Taking a page from then Governor Lowell Weicker, who threatened to close state parks if he did not get sufficient votes in the state legislature to pass his income tax proposal, Mayor Ellen Marmer of Vernon closed the iconic War Memorial Tower on Fox Hill, a structure built by the Works Projects administration during the depression, after the naughty citizens of her town pared back her budget in three referendums.
On a fourth try, the town realized an increase of about 3% on its previous budget, a $2 million increase – enough, reasoned the Journal Inquirer, to maintain operations on the war memorial tower. Over in Tolland, where citizens persuaded the town fathers to reduce their proposed expenditures in a fourth referendum, a zero-increase budget finally was passed after the town poobahs somewhat arrogantly scheduled a second referendum without adjusting their first submittal, possibly because they thought public was either deaf, blind or dumb.
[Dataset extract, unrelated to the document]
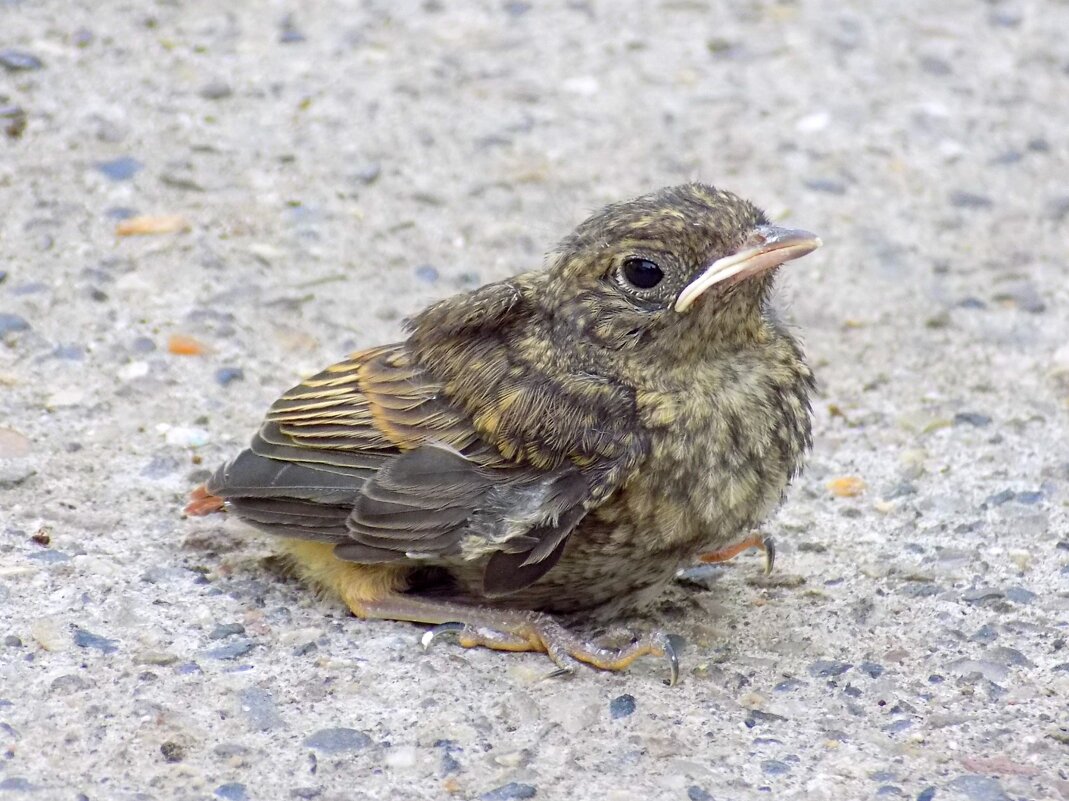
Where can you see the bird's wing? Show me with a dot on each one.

But Vernon takes the cake in the arrogance contest.
After Marmer closed the tower – saving a grand total of $1,300 – a white knight appeared who offered to supply the funds if the lady would relent and reopen the structure.
Eric Santini, a local businessman, said the arches of the tower and its rough hewn stone reminded him of similar towers in Italy. In a somewhat formal ceremony, Santini presented the mayor with a check. Mayor Marmer said, “We’re very fortunate to have civic minded citizens to keep our town symbol open.” The unfortunate implication of the mayor’s less than gracious remark is that the town was not as fortunate to have a mayor that closed the tower, possibly as an object lesson to those less civic minded citizens who voted down her budgets – three times.
To Mr. Santini's credit, he coughed up the money but did not hold back in his remarks.
According to an account in the Rockville Reminder, Mr. Santini said, “We didn’t think it was right to close the tower for reasons like this.” Allowing for the frustration some people may have had with the budget, Mr. Santini said, “… to take it out on the tower, it wasn’t the right thing to do.”
In a stinging editorial, the JI contended that Marmer had sold out to the unions:
“Sadly, the judgment of the townspeople on how much they can afford to pay in town property taxes in hard times - an opinion that apparently was deeply held in Vernon this year, judging from the budget referendums - simply cannot be brought to bear on the biggest single expense of town government.
“While the symbol of the town could have been saved by just a little restraint on employee compensation - a mere $1,300 of restraint in a budget in which hundreds of thousands of dollars in raises were to be paid - the town government could not extract it and would not even try.
“In the case of Vernon, even the symbol of the town became expendable.
“In Connecticut today a town's welfare is no longer the first purpose of town government; town government's first purpose is to satisfy its own employees.”
Having alienated the affections of one major paper, hard pressed taxpayers in Vernon and one generous, patriotic and brutally honest doner, Marmer has chosen to lead her party's ticket in the next municipal elections.
Good luck with that.
State Republicans could offer a principled resistance to the kind of arrogance that apparently has found a home in the thinking and allegiances of mayors like Marner, but it is doubtful the state GOP has the political stomach to mount such an opposition against well organized interests that have appropriated a large chunk of the public purse to fatten their own salaries – even though, as the JI correctly suggests, Democrat politicians have long passed the reasonable tolerance levels of most state taxpayers.
The Republicans should be stumping for a state referendum on budgets. In the absence of sturdy principles, municipal referendums are the last remaining firewall against reckless spending.